Doch dann geschah ein Wunder. Zwei kräftige Männerhände zogen sie an den Armen aus der Tür heraus, als die Wellen eine kleine Pause machten und brachten sie in Sicherheit. Treppen hoch wurde sie gezogen nach oben in einen trockenen Raum, der von den tosenden Wellen nicht erfasst wurde und hier wurde ihr warm, als man ihr Whiskey einflößte. Es wurde ihr aber auch sehr, sehr heiß bei dem Gedanken, das sie das Inferno entgegen ihrer Vorstellung überlebt hatte und das Sam Duwe nun von ihr eine e-mail erhalten würde, die jedem Menschen die Schamesröte ins Gesicht treiben würde.
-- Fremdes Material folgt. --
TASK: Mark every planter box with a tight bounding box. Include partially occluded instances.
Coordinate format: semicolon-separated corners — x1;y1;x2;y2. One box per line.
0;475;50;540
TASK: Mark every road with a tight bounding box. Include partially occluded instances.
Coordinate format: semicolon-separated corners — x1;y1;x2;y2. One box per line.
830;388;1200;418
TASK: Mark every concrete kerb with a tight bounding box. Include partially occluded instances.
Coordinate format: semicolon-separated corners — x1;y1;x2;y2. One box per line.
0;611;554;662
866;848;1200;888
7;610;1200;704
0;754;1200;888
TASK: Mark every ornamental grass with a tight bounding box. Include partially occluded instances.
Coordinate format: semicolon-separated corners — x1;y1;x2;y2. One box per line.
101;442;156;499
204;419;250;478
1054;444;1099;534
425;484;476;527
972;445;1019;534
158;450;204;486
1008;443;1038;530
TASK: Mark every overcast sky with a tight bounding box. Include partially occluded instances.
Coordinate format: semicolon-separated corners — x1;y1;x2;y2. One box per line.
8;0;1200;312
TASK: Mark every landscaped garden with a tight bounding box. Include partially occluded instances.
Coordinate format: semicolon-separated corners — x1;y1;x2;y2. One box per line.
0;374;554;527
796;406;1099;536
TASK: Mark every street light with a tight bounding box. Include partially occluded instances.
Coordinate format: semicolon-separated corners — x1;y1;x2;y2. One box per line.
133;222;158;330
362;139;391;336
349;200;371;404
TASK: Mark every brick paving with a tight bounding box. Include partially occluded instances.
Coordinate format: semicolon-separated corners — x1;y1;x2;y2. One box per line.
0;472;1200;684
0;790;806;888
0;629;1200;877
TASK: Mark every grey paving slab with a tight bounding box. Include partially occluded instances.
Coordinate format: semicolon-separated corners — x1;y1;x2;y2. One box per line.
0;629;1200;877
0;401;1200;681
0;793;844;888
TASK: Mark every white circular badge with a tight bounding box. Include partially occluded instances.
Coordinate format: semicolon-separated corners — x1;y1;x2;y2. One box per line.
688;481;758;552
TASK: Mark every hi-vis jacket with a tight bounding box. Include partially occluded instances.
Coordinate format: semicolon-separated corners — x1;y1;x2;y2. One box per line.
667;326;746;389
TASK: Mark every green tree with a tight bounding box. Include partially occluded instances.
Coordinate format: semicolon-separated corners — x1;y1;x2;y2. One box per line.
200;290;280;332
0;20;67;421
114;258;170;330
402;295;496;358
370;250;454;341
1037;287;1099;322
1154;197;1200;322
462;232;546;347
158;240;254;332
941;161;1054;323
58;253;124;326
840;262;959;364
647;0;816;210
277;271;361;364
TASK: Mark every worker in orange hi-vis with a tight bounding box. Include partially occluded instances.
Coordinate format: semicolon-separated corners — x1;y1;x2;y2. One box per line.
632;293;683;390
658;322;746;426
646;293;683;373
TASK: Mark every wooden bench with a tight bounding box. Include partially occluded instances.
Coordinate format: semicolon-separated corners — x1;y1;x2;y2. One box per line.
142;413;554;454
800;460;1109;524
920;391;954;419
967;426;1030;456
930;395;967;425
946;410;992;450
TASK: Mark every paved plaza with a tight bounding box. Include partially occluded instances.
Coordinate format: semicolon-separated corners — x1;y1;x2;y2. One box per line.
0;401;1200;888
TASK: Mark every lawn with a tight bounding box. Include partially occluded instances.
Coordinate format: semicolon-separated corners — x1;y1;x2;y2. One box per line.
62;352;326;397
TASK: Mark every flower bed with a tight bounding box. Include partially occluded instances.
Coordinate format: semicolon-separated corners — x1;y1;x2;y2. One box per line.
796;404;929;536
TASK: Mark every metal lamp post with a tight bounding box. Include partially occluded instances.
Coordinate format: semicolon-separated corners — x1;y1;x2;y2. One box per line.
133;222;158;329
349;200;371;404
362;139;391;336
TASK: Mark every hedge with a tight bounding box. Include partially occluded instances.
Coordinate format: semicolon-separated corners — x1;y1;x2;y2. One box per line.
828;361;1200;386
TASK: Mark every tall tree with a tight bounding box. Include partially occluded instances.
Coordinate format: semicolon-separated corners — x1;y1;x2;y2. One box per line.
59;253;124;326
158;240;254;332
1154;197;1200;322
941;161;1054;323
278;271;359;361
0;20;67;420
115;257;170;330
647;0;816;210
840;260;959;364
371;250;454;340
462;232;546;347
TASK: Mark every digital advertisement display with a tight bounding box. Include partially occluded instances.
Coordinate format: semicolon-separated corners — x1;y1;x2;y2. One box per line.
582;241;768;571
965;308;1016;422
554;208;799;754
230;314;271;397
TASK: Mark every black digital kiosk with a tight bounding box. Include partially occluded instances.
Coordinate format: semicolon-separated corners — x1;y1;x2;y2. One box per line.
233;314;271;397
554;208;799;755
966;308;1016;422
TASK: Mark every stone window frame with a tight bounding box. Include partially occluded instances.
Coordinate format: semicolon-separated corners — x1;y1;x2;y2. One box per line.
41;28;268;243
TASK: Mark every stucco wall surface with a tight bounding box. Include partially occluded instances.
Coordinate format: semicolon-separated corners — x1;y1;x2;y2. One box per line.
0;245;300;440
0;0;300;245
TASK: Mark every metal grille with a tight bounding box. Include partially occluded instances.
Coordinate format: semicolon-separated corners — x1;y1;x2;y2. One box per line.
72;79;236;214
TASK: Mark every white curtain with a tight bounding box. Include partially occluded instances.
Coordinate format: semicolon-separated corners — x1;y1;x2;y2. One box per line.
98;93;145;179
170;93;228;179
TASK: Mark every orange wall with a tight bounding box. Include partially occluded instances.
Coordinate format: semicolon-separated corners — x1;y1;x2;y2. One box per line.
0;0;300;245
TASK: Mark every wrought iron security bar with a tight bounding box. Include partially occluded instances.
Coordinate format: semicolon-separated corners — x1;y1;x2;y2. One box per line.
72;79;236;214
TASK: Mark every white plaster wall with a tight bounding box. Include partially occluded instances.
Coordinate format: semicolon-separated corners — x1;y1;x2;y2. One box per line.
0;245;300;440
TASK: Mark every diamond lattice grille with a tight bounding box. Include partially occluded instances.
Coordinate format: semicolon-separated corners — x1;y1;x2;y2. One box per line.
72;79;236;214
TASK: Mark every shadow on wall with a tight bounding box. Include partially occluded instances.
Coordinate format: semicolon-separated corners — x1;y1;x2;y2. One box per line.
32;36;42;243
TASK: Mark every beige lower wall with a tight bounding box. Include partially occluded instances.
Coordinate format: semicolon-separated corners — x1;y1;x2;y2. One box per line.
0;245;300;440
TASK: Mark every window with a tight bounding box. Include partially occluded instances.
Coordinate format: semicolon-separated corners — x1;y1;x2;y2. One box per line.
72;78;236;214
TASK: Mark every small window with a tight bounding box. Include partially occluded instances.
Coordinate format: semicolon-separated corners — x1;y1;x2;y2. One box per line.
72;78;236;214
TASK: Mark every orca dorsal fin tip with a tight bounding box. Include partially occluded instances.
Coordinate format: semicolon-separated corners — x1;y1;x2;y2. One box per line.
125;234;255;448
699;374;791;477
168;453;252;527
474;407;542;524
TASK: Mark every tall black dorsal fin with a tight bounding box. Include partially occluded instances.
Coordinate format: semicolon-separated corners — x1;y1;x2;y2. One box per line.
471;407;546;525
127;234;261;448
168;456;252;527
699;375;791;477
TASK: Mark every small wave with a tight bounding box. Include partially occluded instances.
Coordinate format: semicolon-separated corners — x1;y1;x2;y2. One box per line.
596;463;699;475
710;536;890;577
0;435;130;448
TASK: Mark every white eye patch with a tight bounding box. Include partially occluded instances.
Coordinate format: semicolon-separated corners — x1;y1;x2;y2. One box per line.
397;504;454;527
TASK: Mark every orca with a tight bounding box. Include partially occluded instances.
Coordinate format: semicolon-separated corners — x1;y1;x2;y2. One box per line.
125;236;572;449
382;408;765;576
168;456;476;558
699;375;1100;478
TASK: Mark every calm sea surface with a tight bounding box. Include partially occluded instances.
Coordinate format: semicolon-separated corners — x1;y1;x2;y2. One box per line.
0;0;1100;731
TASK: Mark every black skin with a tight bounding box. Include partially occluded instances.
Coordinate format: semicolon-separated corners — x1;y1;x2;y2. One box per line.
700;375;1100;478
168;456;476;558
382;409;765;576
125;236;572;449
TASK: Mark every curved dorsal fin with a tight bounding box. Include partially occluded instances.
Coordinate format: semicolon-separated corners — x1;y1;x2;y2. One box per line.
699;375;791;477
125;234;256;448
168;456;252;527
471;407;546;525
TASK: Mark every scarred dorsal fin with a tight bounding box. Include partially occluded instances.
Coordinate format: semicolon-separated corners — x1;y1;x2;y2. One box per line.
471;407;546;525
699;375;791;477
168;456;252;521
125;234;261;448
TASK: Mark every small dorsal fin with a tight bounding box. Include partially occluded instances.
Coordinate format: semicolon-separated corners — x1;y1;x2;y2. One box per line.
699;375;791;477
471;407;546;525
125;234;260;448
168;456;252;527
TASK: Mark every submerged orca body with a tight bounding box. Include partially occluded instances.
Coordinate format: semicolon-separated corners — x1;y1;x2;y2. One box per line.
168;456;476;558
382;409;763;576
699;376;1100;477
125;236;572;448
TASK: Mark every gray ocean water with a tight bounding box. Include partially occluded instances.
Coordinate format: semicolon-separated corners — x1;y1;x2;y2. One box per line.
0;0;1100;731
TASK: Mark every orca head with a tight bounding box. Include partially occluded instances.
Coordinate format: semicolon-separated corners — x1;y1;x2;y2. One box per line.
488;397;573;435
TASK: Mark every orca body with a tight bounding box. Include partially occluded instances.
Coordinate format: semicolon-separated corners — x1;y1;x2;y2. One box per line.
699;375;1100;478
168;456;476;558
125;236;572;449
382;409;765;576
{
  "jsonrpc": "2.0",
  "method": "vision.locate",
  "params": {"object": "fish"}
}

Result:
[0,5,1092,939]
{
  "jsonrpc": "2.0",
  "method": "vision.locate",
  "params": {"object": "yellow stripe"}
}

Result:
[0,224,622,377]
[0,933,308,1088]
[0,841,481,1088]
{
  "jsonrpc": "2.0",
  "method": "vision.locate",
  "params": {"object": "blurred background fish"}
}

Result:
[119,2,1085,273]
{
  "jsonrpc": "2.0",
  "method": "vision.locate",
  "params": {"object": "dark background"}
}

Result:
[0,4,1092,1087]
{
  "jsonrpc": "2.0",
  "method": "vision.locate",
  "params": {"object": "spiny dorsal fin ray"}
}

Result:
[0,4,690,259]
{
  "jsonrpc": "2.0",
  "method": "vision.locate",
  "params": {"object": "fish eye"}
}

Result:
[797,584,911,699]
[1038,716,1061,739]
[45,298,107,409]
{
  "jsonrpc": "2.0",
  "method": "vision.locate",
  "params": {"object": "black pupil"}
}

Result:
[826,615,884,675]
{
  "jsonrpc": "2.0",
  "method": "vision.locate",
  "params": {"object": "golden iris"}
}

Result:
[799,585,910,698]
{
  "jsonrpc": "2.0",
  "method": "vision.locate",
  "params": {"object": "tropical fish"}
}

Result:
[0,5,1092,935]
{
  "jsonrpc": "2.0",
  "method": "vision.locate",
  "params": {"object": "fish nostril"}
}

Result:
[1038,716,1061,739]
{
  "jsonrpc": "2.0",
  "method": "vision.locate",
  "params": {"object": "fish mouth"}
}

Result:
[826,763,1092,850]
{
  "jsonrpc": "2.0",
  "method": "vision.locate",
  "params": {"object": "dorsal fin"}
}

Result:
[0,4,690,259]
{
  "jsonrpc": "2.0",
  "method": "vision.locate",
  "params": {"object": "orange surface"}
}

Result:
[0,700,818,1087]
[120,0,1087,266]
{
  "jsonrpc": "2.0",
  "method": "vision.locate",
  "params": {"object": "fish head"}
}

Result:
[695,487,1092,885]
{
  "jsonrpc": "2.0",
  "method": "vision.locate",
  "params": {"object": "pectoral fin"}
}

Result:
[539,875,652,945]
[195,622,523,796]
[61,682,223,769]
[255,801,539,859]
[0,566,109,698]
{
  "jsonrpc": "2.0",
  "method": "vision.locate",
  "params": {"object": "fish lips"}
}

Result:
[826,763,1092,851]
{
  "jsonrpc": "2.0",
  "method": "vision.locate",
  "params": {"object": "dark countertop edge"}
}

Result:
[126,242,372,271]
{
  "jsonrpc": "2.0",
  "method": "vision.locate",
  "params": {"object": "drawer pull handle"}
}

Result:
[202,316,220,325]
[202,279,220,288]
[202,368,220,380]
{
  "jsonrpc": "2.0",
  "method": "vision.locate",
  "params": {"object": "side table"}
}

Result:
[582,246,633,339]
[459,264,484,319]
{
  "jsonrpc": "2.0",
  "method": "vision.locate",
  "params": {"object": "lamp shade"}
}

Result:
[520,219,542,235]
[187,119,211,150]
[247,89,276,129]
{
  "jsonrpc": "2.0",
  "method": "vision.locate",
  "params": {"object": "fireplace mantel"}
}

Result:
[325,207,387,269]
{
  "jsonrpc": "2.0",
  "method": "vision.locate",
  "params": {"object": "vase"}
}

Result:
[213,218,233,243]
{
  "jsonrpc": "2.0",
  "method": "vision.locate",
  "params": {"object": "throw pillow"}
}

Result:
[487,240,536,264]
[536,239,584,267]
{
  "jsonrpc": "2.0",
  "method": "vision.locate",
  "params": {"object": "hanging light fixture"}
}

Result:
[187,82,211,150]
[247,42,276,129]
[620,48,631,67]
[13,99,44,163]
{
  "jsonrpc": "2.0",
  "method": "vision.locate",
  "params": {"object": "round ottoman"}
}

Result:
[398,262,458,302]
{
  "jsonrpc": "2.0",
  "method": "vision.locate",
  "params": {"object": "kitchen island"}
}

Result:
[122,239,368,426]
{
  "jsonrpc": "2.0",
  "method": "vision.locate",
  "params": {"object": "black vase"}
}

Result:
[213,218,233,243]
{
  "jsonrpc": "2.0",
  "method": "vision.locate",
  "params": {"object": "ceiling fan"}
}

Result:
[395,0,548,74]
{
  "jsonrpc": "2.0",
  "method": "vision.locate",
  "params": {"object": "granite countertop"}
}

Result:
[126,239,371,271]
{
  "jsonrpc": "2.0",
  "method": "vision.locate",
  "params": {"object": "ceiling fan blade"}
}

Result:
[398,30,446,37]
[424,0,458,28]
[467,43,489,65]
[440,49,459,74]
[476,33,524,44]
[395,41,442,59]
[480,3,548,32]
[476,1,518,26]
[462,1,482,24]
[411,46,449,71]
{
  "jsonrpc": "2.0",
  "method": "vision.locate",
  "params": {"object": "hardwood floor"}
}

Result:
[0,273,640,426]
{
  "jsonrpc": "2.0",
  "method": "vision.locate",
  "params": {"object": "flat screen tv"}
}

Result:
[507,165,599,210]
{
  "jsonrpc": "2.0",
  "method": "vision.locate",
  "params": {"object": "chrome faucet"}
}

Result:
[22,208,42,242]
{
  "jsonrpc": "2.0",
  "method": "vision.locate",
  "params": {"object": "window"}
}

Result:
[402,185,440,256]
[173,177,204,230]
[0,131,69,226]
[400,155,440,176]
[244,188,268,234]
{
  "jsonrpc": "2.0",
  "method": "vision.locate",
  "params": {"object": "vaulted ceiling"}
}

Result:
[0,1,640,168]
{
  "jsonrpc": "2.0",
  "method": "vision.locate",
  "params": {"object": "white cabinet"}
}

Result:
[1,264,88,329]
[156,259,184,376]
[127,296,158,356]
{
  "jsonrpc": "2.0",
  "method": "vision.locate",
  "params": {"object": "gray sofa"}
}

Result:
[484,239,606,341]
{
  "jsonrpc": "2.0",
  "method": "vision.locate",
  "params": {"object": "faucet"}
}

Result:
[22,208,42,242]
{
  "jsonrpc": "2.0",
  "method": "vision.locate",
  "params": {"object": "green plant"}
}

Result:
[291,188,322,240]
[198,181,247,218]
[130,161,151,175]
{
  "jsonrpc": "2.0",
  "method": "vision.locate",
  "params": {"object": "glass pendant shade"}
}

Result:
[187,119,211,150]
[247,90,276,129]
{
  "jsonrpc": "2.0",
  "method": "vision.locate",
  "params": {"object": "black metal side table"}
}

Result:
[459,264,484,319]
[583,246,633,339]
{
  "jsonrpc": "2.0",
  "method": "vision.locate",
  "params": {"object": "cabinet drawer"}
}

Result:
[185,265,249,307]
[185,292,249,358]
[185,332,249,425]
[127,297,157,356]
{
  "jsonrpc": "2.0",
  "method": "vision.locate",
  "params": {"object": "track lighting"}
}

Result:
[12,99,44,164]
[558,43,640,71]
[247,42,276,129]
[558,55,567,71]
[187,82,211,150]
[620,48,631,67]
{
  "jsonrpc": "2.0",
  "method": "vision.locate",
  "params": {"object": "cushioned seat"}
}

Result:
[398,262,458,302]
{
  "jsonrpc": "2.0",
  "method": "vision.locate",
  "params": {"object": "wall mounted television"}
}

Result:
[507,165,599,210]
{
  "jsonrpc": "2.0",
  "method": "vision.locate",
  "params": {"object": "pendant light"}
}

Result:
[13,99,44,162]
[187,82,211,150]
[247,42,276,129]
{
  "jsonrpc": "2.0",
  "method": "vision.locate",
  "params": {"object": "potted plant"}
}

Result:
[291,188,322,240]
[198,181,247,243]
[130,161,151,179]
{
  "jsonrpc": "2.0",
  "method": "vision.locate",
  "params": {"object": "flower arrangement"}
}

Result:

Hedwig dachte über das Malheur intensiv und beschämt nach und dann fingen ihre Mundwinkel plötzlich an zu zucken und sie lachte lauthals und befreit, ja sie schrie vor Lachen, klatschte sich immer wieder auf die Oberschenkel und begrüßte sich zu ihrer Neugeburt.

Was war ihre e-mail an Sam Duwe gegen ihre Wiedergeburt ? Ein Nichts.